Ontem testemunhamos um fato raro no futebol. O jogador Fabrício do Inter, após ser vaiado por uma parte da torcida, investiu contra ela com gritos, insultos e gestos obscenos. Uma cena lamentável de violência e descontrole. Ato contínuo, foi expulso pelo juiz e tirou a camisa do seu clube. Arremessou-a ao solo e, mesmo sendo contido pelos colegas de profissão, rumou célere para a saída do campo, sinalizando com gestos que jamais voltaria. Boa parte da torcida colorada, em especial aquela que o estava vaiando, vibrou com a sua expulsão e a saída. O futebol, haja vista sua má fase, pouco perdeu. Mas e o nosso senso de humanidade?

Poucos dias atrás, uma outra desgraça, desta vez atingindo o (ex) todo poderoso José Dirceu, foi tratada com deboche e escárnio por centenas de internautas. Quando do anúncio de seu AVC (Acidente Vascular Cerebral) inúmeros comentários depreciativos surgiram nas redes sociais, fazendo troça com a doença do ex-ministro. Com os candidatos e a presidenta, o mesmo. O ministro Guido Mantega, em visita a um hospital, foi brutalmente hostilizado por pessoas na recepção. As figuras públicas perdem a sua condição de humanas, e passam a ser meros personagens, sem vida, história, subjetividade ou porvir.
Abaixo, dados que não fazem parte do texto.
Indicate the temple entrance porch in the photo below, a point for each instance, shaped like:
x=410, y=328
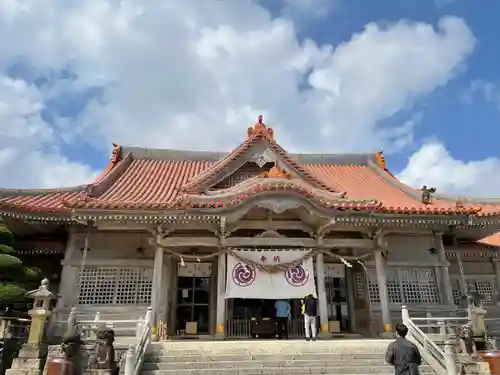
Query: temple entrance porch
x=198, y=310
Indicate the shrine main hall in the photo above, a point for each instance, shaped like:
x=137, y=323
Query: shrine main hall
x=210, y=240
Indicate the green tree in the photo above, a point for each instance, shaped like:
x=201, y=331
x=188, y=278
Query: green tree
x=15, y=278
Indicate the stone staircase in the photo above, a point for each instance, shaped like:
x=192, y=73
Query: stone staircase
x=348, y=357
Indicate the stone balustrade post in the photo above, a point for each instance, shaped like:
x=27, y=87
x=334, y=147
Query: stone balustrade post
x=450, y=357
x=71, y=326
x=130, y=361
x=405, y=315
Desumanizar é tirar do sujeito sua essência humana. É coisificá-lo para o nosso gozo, seja ele qual for. É olhar para uma mulher e reduzi-la a peitos e bunda, para um homem e torná-lo apenas força, poder e dinheiro. Um jogador de futebol vale apenas para o nosso gozo, sem que seus sofrimentos, sua vida, suas fragilidades e sua história sejam levadas em consideração.
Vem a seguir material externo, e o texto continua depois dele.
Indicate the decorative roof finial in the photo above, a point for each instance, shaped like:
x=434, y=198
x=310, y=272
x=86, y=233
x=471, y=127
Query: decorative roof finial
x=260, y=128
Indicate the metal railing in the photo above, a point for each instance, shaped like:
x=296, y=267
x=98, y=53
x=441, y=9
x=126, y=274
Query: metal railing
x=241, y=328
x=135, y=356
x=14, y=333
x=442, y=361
O jogador Fabrício, soube-se hoje, tem um irmão que está preso, e outro que já morreu pelas mesmas razões: tráfico de drogas. Sofria pressão desumana de torcedores que achavam que ele não estava jogando o quanto devia. A pressão também chegava de uma “crônica esportiva” espetaculosa, insensível e grosseira, que ressalta ainda mais a objetualização dos jogadores, tornando-os marionetes de seus conceitos e alvos fáceis para suas piadas de gosto duvidoso. Por mais que se entenda que as gratificações monetárias para os jogadores são muito altas (para uma elite restrita e minúscula, como no caso do Fabrício) também é verdade que a tensão para cumprir metas, nunca errar, jamais falhar, lutar como um gladiador, oferecer o sangue, destruir a própria saúde em nome de uma bandeira é uma tarefa pesada demais para qualquer um, e mais ainda para meninos de origem pobre.
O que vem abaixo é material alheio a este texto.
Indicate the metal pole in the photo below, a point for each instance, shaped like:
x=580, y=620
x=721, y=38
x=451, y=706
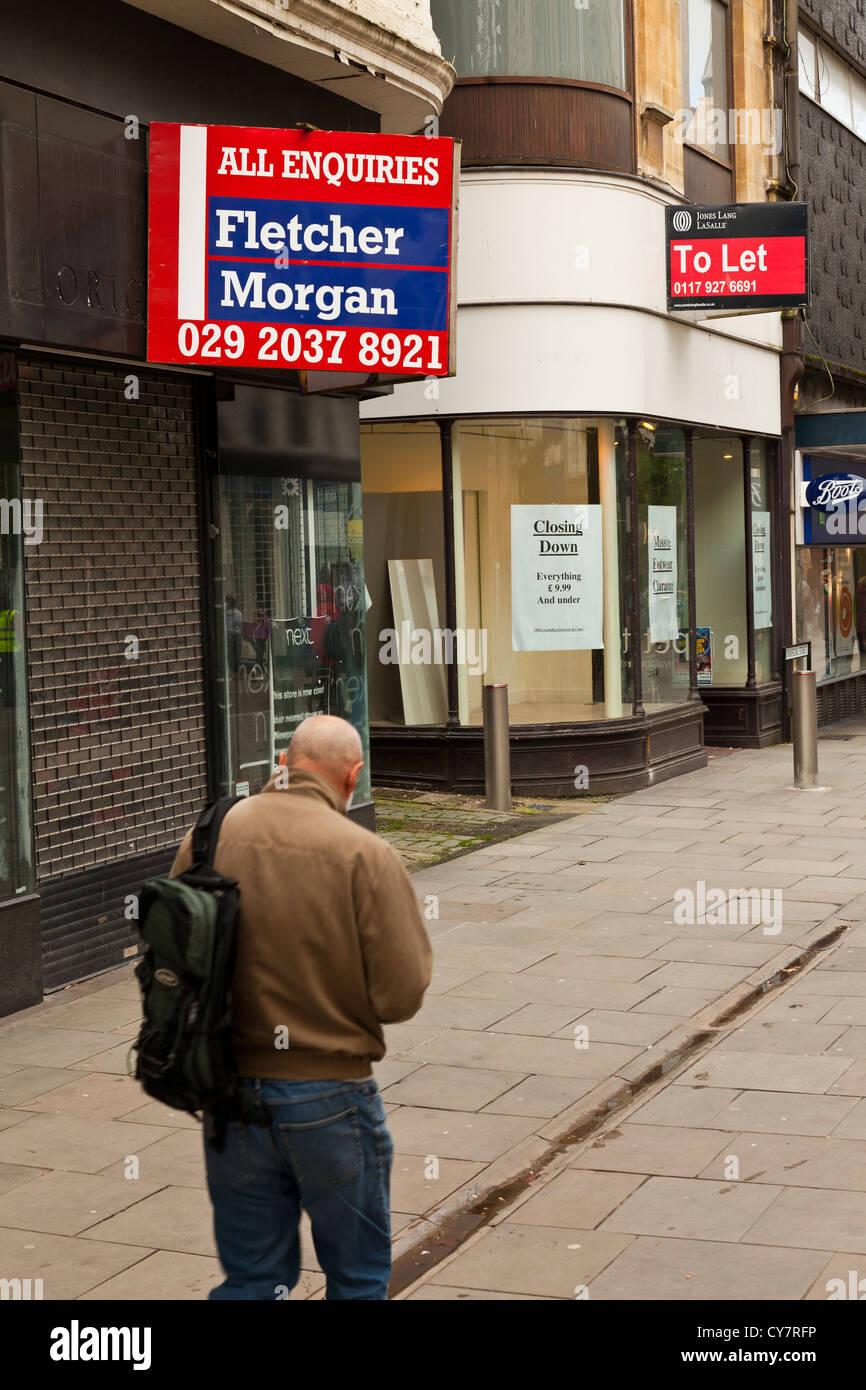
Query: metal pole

Não foram poucos os jogadores que pensaram em suicídio. Outro famoso jogador do Internacional, quando jogava no exterior, longe da família, sem falar o idioma local, sem amigos e sem referências, subiu no alto de um prédio e por pouco não se arrojou de lá, acabando com sua vida. Teve mais sorte do que Fabrício.

Fabrício explodiu, rompeu a corda. Diante de tanta tensão acumulada ele não aguentou a(s) pressão(ões). Não suportou o desprezo da torcida por quem se dedicava ao limite e jogou tudo para o ar. Todavia, quando o que ele mais precisa é de compreensão e de uma palavra amiga, ele recebe deboche, críticas, mais violência e desprezo. O objeto Fabrício passa a ser desimportante e, mais ainda, incômodo. “Joguem fora essa peça, ela já não nos serve mais.

Fabrício precisa de um abraço. Se serve o abraço de um gremista, aqui vai. Erga a cabeça, olhe para frente, pense na sua família, tente se acalmar. Existe um grande futuro ainda possível, se você puder ultrapassar este momento.